George Middleton (October 27, 1880, in Paterson, New Jersey - December 23, 1967, in Washington, D.C.) was an American playwright, director, and producer.

==Career==
In 1902 George Middleton first had his work produced professionally when he worked on the stage adaptation of The Cavalier with Paul Kester and the novel's author, George W. Cable. In 1911 he published Embers: And Other One-Act Plays; it was among the earliest such collections published by an American. Middleton authored many one-act plays and was a known proponent of the form.
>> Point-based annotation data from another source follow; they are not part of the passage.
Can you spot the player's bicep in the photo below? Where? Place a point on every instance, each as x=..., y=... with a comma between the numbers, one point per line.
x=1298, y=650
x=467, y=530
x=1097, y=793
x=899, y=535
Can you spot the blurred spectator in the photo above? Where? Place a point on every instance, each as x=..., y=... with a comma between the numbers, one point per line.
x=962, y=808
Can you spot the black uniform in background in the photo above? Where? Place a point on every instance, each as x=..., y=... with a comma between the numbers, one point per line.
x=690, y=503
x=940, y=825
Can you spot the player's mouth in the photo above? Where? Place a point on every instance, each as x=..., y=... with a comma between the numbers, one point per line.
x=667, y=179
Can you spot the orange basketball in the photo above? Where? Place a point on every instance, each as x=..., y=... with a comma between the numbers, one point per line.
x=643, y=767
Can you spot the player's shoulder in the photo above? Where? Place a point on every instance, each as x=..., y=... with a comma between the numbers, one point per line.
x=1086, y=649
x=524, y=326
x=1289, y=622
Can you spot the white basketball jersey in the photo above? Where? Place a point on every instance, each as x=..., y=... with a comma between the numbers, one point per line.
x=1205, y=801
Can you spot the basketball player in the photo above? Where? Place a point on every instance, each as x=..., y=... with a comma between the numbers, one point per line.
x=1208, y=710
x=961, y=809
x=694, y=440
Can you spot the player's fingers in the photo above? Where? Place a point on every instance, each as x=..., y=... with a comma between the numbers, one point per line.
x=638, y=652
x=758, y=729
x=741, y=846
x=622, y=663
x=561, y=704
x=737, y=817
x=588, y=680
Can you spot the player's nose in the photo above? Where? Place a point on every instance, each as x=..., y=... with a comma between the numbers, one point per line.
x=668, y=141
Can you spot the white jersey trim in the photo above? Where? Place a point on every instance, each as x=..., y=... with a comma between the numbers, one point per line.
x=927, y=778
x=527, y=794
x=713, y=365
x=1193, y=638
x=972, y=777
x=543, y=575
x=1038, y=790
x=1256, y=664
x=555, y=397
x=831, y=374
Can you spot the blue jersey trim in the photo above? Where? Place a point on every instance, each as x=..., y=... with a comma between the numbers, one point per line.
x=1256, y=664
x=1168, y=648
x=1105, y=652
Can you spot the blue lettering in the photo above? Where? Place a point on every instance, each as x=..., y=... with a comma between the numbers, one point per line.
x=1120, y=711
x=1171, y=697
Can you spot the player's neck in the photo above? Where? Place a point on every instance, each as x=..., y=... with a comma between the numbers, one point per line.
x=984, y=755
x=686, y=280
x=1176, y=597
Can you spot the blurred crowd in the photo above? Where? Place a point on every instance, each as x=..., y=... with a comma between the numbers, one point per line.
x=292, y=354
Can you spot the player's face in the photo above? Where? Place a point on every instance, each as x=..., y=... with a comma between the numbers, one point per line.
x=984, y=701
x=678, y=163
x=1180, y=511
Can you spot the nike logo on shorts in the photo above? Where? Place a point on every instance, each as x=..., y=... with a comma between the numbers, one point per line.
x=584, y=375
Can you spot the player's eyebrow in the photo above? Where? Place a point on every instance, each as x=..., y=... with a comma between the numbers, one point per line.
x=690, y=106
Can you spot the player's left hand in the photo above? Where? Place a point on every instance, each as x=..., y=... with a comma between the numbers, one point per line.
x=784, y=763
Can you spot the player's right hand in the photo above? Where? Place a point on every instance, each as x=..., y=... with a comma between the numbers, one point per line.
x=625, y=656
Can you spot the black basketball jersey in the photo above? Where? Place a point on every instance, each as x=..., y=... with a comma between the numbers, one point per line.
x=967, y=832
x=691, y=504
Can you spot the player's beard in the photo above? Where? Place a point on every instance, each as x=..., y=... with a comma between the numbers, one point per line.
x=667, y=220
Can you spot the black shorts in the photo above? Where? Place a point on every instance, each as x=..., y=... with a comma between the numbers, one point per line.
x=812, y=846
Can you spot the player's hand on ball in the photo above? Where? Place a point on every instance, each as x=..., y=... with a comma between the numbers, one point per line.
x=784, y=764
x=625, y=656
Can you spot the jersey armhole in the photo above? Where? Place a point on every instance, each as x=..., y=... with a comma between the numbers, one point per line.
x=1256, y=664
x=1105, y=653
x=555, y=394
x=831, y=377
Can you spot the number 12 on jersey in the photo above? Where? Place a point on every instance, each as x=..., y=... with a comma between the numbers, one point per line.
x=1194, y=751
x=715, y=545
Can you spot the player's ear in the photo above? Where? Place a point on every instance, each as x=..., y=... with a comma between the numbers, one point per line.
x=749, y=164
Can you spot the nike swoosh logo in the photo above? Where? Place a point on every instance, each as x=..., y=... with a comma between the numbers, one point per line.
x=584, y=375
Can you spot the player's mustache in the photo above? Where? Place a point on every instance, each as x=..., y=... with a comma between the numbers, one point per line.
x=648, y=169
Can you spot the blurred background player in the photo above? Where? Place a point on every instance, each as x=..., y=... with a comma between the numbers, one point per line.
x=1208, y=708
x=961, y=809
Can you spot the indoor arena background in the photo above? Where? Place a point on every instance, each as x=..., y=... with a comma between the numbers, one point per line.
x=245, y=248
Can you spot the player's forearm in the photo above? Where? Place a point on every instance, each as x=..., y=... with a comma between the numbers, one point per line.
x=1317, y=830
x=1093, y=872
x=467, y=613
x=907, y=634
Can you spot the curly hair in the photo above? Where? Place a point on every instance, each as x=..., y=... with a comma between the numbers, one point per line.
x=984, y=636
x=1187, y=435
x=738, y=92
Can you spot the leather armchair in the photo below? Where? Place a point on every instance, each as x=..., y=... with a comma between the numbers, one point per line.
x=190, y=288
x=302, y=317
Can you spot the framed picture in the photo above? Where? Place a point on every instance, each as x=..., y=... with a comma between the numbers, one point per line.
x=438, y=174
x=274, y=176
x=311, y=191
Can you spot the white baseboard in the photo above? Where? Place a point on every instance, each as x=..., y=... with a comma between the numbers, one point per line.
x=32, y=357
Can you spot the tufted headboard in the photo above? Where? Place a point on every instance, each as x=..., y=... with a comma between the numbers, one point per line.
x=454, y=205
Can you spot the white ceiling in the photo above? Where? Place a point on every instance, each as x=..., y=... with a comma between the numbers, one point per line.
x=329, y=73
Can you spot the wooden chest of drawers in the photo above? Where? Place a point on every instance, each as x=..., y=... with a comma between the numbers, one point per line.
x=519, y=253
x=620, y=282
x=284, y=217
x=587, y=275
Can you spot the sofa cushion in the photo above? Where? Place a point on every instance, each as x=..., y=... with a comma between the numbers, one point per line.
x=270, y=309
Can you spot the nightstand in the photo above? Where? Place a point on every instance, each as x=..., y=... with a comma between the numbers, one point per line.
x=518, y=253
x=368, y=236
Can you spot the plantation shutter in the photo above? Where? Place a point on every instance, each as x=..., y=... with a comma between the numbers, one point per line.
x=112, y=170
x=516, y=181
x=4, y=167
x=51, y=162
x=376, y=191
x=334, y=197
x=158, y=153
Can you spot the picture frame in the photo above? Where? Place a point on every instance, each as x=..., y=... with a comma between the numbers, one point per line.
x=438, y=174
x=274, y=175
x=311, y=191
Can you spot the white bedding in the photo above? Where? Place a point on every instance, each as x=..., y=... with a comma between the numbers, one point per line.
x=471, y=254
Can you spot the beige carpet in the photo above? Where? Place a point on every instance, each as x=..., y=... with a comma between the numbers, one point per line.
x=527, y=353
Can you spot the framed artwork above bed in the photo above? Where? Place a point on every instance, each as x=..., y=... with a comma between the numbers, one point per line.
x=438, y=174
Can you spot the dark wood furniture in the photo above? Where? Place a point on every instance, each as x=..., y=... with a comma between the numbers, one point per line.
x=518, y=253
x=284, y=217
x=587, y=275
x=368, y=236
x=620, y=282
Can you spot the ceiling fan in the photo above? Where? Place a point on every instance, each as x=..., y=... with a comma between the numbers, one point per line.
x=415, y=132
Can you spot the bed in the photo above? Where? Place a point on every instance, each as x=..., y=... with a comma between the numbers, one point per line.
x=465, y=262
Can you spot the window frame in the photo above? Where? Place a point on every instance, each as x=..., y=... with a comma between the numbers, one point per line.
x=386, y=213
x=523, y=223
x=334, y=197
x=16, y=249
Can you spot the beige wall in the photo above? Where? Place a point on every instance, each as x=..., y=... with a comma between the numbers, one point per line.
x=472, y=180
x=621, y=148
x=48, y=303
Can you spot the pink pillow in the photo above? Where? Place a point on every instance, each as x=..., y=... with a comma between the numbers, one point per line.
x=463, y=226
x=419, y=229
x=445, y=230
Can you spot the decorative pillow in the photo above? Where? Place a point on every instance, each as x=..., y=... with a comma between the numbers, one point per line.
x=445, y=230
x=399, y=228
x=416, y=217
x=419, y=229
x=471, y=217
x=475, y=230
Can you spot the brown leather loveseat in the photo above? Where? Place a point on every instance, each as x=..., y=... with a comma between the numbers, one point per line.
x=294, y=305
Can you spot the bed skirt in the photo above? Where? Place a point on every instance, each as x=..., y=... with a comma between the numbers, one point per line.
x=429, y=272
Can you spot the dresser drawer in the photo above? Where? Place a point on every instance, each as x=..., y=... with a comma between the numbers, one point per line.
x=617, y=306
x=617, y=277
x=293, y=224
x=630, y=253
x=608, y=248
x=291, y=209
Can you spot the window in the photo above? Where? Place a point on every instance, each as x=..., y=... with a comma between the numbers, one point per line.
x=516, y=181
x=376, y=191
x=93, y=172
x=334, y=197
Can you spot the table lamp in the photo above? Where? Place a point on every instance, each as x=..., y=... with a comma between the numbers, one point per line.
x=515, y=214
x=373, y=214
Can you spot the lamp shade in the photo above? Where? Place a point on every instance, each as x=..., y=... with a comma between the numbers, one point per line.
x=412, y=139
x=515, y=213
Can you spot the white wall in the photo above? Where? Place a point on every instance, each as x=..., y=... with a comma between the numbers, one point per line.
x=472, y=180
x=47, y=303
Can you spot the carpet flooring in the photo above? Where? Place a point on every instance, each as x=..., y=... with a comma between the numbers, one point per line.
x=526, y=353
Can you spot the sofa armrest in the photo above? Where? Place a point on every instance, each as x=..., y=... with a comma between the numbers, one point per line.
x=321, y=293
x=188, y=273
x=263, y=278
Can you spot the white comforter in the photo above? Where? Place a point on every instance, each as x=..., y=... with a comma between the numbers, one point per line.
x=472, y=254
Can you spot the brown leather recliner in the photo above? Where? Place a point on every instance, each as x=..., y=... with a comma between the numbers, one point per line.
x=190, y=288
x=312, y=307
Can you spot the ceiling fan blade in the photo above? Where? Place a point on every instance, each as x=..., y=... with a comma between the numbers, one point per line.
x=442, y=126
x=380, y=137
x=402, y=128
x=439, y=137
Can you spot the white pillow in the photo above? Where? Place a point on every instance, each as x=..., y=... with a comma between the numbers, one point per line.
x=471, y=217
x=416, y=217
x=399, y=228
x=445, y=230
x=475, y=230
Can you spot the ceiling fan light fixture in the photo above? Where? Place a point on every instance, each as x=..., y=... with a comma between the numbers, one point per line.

He collaborated with Guy Bolton several times. The comedy Polly With a Past (1917) was one of their successes, running for 315 performances and making a star of Ina Claire. A film adaptation was made in 1920, and in 1929 the stage musical Polly was based on it. In 1919 they had another success with Adam and Eva, selected by theater critic Burns Mantle as one of the best plays of 1919–1920. This play was also made into a film.

In addition to his original work, Middleton also translated French plays, and dramatized novels.

He was an early crusader for the rights of playwrights and was instrumental in the creation of the Minimum Basic Agreement and the subsequent 1926 battle to get theatrical managers to agree to its terms.

From 1927 to 1929 he was president of the Dramatists Guild of America. In 1947, he published a well-reviewed memoir, These Things are Mine.

==Personal==
Middleton graduated from Columbia University in 1902.

On October 29, 1911, Middleton married actress and suffragette Flora Dodge 'Fola' La Follette, the oldest child of U.S. Senator Robert Marion La Follette, Sr. of Wisconsin and Belle Case La Follette. His wife was the inspiration for his one-act play Tradition.